The team soon come under siege, their perimeter counter-measures effectively proving useless against an enemy that can appear and disappear at will, and they start getting picked off in gruesome ways. What is the real purpose of Hunt’s mission? And why is someone – or something – apparently so dead-set against it being completed? For a small budget film – about 1.2 million quid – this is an impressive piece of work, not trying to stretch beyond its budget or its means, but delivering decent performances from people whose names you mostly may not know, but whose faces should be familiar. The film doesn’t hold back too much information, letting it out at the right pace to sustain interest throughout, and when you finally see the enemy they’re facing, there’s no doubt they’re a creepy bunch of…
Well, it’s probably better to watch it knowing not too much.
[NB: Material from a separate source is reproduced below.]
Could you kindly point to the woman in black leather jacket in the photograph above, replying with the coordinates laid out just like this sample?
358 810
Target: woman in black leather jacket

The director described it as “siege horror,” and that’s a good summary: it feels somewhere between Assault on Precinct 13 and Dog Soldiers, with the group sinking slowly into a morass as they have to face the reality of their situation. The visual effects are a nice mix of physical and the digital, though the convenience of the machinery at the film’s core, and its sense of dramatic timing, does stretch credulity just a tad. However, as a brisk, no-nonsense slab of dark action, it’s solidly entertaining.